When to send a CCA request
You should send a CCA request when you require more information about your account, or when you genuinely dispute a creditor's right to collect an alleged debt. The process should not be used for the purpose of debt avoidance.
Please be aware that there are certain types of debt which will not be covered by the advice here, such as utility bills, bank overdrafts, CCJs and court fines.
This template is adapted from "Letter N" on the Consumer Action Group forum. You can amend it as necessary.
It is recommended that you do not sign the letter with your usual signature, as there have been rumours of creditors "cutting and pasting" it onto their own paperwork. You could use a handwriting font in your word processor, or sign over a thick line which would make it obvious if your signature was tampered with.
It is strongly recommended that you send the request by Recorded Delivery, which for a standard size and weight letter costs £1.04. The delivery receipt should be kept with the copy of the letter. Delivery confirmation is available using the 'Track and Trace' feature on the Royal Mail website home page. It is best to print this off when it becomes available and also keep it with the copy of the letter.
The £1 fee is best paid with a crossed postal order. The postal order receipt should also be kept with the copy of the letter.
The Consumer Credit Act states that a creditor must send the agreement within 12 working days of receiving your request, otherwise they are in default. You should count the day of receipt as day zero, and not include weekends or bank holidays in your calculations.
It used to be that if the default continued for a further month, this would constitute an offence. However, this has now been removed from statute and so any letter quoting this would be quoting old law.
Should the creditor attempt to take further action whilst the request to be supplied a copy of any agreement as above is outstanding, it is recommended that you contact Trading Standards or Citizens Advice and make a complaint to the OFT; who regulate and license Debt Collection activity.

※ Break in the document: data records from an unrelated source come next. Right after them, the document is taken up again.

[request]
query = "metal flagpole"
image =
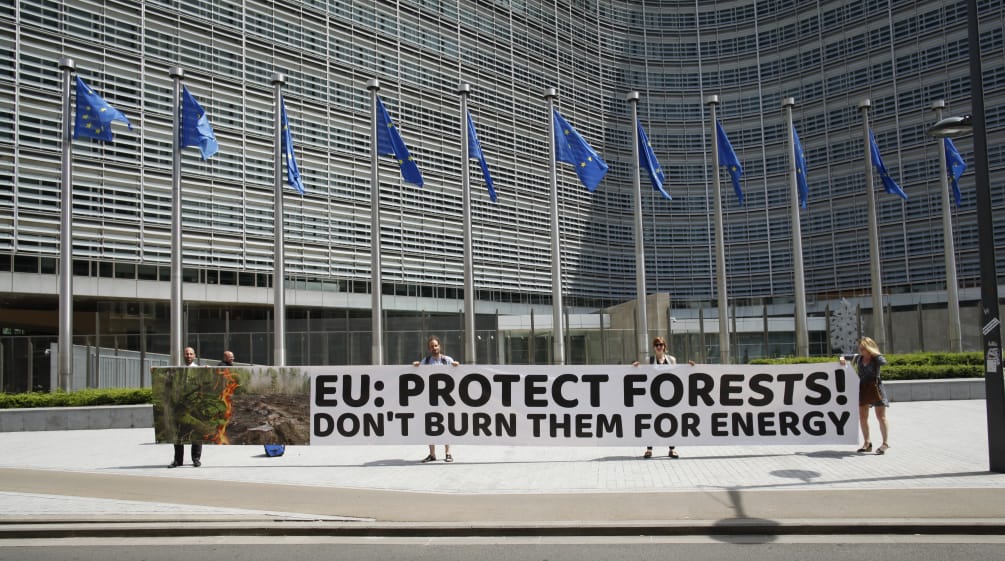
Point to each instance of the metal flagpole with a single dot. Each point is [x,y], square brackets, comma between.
[279,260]
[376,283]
[724,323]
[558,333]
[990,306]
[641,318]
[65,342]
[177,318]
[878,327]
[465,186]
[952,288]
[802,337]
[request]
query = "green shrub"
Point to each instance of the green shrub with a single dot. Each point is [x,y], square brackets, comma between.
[912,366]
[82,398]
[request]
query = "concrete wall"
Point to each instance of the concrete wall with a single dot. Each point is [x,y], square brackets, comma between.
[72,418]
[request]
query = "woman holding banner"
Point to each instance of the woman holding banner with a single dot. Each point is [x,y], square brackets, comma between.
[870,390]
[659,356]
[435,357]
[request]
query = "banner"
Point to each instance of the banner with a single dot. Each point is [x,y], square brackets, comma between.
[509,405]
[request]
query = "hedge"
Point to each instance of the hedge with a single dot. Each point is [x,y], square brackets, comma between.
[82,398]
[912,366]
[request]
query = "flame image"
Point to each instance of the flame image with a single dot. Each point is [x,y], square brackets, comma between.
[228,390]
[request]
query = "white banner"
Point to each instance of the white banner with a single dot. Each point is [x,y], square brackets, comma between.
[584,405]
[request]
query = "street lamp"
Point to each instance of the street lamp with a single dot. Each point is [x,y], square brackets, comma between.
[990,324]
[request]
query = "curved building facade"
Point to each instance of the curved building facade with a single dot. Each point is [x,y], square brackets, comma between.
[828,55]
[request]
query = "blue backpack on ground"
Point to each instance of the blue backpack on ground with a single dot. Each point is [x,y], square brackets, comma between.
[273,450]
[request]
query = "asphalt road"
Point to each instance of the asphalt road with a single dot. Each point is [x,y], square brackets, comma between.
[749,548]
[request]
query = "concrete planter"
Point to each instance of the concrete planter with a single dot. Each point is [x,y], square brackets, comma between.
[142,416]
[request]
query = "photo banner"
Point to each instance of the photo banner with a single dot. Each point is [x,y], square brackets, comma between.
[519,405]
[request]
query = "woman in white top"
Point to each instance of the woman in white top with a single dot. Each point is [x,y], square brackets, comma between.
[659,356]
[435,356]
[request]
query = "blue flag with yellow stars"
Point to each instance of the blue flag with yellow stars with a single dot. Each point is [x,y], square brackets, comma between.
[728,158]
[956,166]
[888,184]
[195,127]
[804,190]
[390,143]
[572,149]
[647,159]
[94,115]
[474,152]
[292,170]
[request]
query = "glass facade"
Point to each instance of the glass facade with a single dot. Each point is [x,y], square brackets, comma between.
[828,55]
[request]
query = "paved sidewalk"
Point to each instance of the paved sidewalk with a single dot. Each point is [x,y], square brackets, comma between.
[936,473]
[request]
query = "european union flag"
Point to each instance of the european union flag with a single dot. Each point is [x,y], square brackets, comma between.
[292,170]
[572,149]
[804,190]
[728,158]
[94,115]
[647,159]
[389,143]
[474,152]
[956,167]
[195,127]
[891,187]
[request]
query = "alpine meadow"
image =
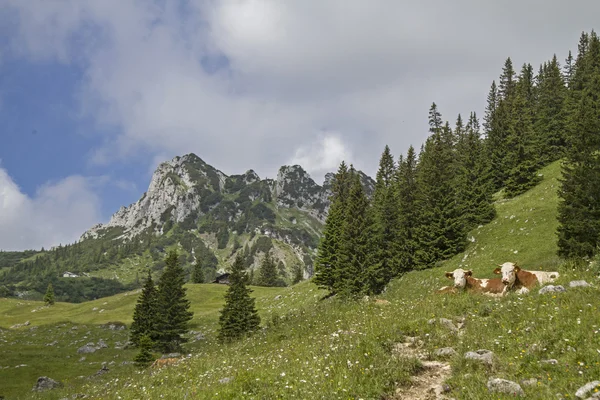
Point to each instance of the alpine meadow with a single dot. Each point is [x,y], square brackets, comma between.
[235,287]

Is the agreement enforcable?
When you receive your reply, you should check carefully that it is an enforceable agreement before making an offer of repayment. You may find the threads listed in the external links section useful.
If you have access to a scanner you can scan the reply and - taking care to obliterate ALL personal details - upload it to one of the many free photo sharing websites such as www.photobucket.co.uk . Post a link to the image on the Consumer Action Group debt forum, and members will give their advice.
Please be aware that any advice given on the forum is not legally binding, and if you are in any doubt you should seek the advice of an organisation such as Trading Standards or the Citizens Advice Bureau.